#117「上善は」【織田】
#117「上善は」【織田】
写真が嫌いになったのは、いつからだろうか。
蛇口を止め、鏡に映った己の顔と目を合わせる織田。
「……酷い顔だな」
観音院家で世話になるようになってから、早いもので三月余りが経つが、未だに、あの狐目の男の真意が読めない。煮ても焼いても食えそうにないのは確かだけど。
織田がフェイスタオルで乱暴に顔と手を拭いていると、そこへ観音院が現れ、織田に話し掛ける。
「顔を洗ったかい」
「あぁ」
「手も洗ったかい」
「あぁ。一々、ガキを相手にするように聞くな」
「ついでに足も洗ったら」
「別に俺は、犯罪に手をそめた訳じゃないから。うわっ」
観音院は背後からカメラを取り出し、フラッシュを焚いて織田を撮影する。織田は、眩んだ目をしばたかせながら、何が起きたか、状況の把握に努める。
「よしよし。自然な顔が撮れてるね」
ボタンを操作し、いま撮影した画像を確認する観音院。
「おい、若旦那。それは、何の真似だ」
「人相の変化を記録したくてね。良ければ、左手も」
記録されて堪るか。俺はチューリップや朝顔じゃないんだぞ。
「肖像権の侵害だ。この場でただちに、撮ったデータを消してもらおう」
「訴訟を起こすなら、お好きにどうぞ。いくらでも受けてたつよ。ただし、君を解雇してからの話だけど」
カメラを袂に入れ、口角を吊り上げてニヤニヤと笑う観音院。
誰か、こいつに脅迫罪について説明してやってくれ。もしくは、俺に六法全書を渡してくれ。後者なら、出来ればポケット版が望ましい。
*
店の手伝いというから、どんな重労働をさせられるのかと思えば、便所磨きとは。
ブラシやトイレ用洗剤を入れたバケツを持ち、織田が店のトイレを出ると、観音院が自然な微笑みを浮かべて待ち構えていた。

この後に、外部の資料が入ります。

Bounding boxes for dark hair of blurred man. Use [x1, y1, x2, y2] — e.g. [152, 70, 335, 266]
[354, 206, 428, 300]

「ご不浄は綺麗になったかい。ふふっ。駄洒落じゃないけど、金運は水廻りからだからね」
どこぞのドクターか、貴様は。水晶や翡翠でできた龍の置物でも買わせてそうだな。琥珀や瑪瑙で出来た虎のブレスレットもセットにして。
「掃除する必要を感じないぐらい、元から綺麗なものだったぞ」
「毎日、みんなで交代で掃除してるからね。昨日は、僕の当番だったんだよ」
えっ、お前もローテーションに加わってるのかよ。
「従業員に押し付けるか、清掃業者にでも丸投げすれば良いだろうに」
「ご不浄は、店にとって裏の顔だよ。表の顔の暖簾と同じで、ここが汚れたままのお店には、心優しい人や、気前の良い人は寄ってこないよ」
そんなのは綺麗事だって否定したいけど、妙に説得力があるんだよな。ここは、心を改めて素直に言うことを聞いておくべきか。たとえ、従ってるフリだとしても。無一文の俺を騙しても、こいつには何のメリットもないことだ。

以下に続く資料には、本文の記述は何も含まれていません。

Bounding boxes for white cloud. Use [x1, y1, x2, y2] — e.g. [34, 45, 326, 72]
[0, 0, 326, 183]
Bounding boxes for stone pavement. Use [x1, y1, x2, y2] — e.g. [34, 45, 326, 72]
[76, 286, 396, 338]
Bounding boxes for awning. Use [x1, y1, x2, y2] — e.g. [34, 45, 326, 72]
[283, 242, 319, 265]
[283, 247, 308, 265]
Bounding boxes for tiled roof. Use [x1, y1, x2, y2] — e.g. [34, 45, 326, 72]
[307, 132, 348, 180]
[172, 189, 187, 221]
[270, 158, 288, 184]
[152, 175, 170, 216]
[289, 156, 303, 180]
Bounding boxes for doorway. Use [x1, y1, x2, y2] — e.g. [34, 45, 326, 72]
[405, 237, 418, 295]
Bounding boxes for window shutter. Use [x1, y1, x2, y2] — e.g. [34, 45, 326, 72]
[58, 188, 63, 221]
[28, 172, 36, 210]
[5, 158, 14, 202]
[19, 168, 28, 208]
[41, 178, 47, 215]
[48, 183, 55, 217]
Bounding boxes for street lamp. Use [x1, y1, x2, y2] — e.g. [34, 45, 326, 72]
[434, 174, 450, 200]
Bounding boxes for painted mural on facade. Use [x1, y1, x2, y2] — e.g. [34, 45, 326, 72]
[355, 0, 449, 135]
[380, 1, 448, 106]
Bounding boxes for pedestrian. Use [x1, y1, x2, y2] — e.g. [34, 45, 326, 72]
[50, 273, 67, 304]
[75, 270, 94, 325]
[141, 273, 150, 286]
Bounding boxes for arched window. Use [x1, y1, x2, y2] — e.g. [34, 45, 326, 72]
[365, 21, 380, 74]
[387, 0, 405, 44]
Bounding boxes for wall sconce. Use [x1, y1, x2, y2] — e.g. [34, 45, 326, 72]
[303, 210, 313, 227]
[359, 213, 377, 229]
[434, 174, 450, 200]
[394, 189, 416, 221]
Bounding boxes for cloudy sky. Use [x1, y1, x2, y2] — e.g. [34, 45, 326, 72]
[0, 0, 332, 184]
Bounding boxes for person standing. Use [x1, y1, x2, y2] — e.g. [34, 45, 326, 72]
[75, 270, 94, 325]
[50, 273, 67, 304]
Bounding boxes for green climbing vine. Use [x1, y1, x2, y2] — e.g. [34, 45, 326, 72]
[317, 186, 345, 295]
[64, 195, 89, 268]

織田が、傍に観音院のことも忘れて考え事をしていると、観音院は袂からカメラを取り出し、織田を連写する。
「こら。勝手に撮るな」
「あー、怒っちゃ駄目だよ。せっかく良い顔してたんだからさ。……ほら」
ボタンを操作し、織田に向け、撮影した画像の中のベストショットを提示する観音院。
今の俺、こんな表情をしてたのか。朝の顔とは、ずいぶん違うな。これなら、撮られて悪い気もしないでもない。けれども。
「カメラを貸せ」
「やだよ。ゴミ箱に入れる気だろう」
「データなら消さない。ただ、フラッシュを止めるだけだ。眩しくて敵わない」
「何だ。それならそうと、最初に言ってくれれば良かったのに。はい」
そう言って、観音院は織田にカメラを渡した。織田は、ボタンを操作し、撮影モードを切り替えていく。
ここが鉄工所のいつも薄汚かった便所なら、こいつを床に叩きつけて壊したくなっただろうが、ここでは投げつける気にならないな。癪だけど、この男の言うことは、一理あると認めなければならないかもしれない。